One Simple Way to Improve Coaching
So here’s a really simple suggestion to improve the effectiveness of coaching.
Surveys show that less than 19% of HR professionals believe that the coaching going on in their business is effective. One common way of trying to trying to improve on this figure is to have clear objectives for the coaching that are agreed with the coachee’s line manager and/or HR.
Another common tactic, that goes one step further, is to involve the coachee’s manager in the coaching process through getting them to sign off on the coaching objectives and then inviting them to a progress review meeting either at the end of the coaching or after a certain number of sessions.
We know, however, that the working context of individual’s is a bigger predictor of the effectiveness of coaching than what actually happens in the coaching sessions. And we know that the biggest single part of this context is the coachee’s relationship with their manager. Yet the type of involvement we have described above feels very limited and after-the-fact.

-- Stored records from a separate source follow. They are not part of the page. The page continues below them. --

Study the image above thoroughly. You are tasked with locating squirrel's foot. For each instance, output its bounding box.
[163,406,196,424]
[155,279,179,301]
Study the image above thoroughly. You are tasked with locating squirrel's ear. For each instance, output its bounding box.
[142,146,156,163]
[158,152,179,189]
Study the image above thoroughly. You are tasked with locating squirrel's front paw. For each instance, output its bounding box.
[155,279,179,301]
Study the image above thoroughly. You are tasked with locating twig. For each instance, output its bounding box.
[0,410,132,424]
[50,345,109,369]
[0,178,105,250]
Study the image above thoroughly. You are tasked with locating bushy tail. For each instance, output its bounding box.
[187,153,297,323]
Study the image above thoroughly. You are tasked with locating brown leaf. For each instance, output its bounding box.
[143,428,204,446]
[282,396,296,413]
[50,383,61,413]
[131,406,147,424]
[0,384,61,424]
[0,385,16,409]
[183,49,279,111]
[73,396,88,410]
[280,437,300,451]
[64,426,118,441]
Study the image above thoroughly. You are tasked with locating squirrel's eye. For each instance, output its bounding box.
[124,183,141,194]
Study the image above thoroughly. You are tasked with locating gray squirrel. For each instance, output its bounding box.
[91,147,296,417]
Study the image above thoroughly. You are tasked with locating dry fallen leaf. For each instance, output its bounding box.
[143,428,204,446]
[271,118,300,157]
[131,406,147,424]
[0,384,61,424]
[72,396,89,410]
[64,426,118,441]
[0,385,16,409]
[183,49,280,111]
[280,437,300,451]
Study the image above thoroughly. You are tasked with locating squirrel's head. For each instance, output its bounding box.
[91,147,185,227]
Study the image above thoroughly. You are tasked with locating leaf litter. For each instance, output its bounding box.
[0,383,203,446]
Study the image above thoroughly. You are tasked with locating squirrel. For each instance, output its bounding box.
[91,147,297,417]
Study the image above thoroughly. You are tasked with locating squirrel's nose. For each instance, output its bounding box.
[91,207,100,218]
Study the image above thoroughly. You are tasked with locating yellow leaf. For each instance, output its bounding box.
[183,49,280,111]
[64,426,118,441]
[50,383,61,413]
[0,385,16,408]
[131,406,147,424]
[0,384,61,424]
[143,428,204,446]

So recently we have been experimenting with involving the manager more in the coaching process, yet without taking up lots of their time. Rather than just involving the manager at the beginning and the end of the coaching, we involve them in every session, by simply scheduling a 5 to 10 minute call with them at the end of each session. During this call, we briefly describe the key actions that the coachee has committed to during the session and discuss ways in which the manager can support the coachee. These 5 to 10 minute mini-sessions thus act as a kind of coaching for the manager in how to better support their people’s development.
We make sure to not break confidentiality by not going into details with the manager about what the individual said – we just focus on the actions that they are going to take as a result of the coaching session. And sometimes, where coaches are comfortable with it, we even phone the manager with the coachee still in the room.
This adds very little to over cost of the coaching, but does bring managers far more into the coaching process and provides the opportunity to coach them on how to support their people.
We are still in the process of completing a proper evaluation study of this new method, but all the early indications are that it significantly improves the chances that coaching will lead to genuine behaviour change.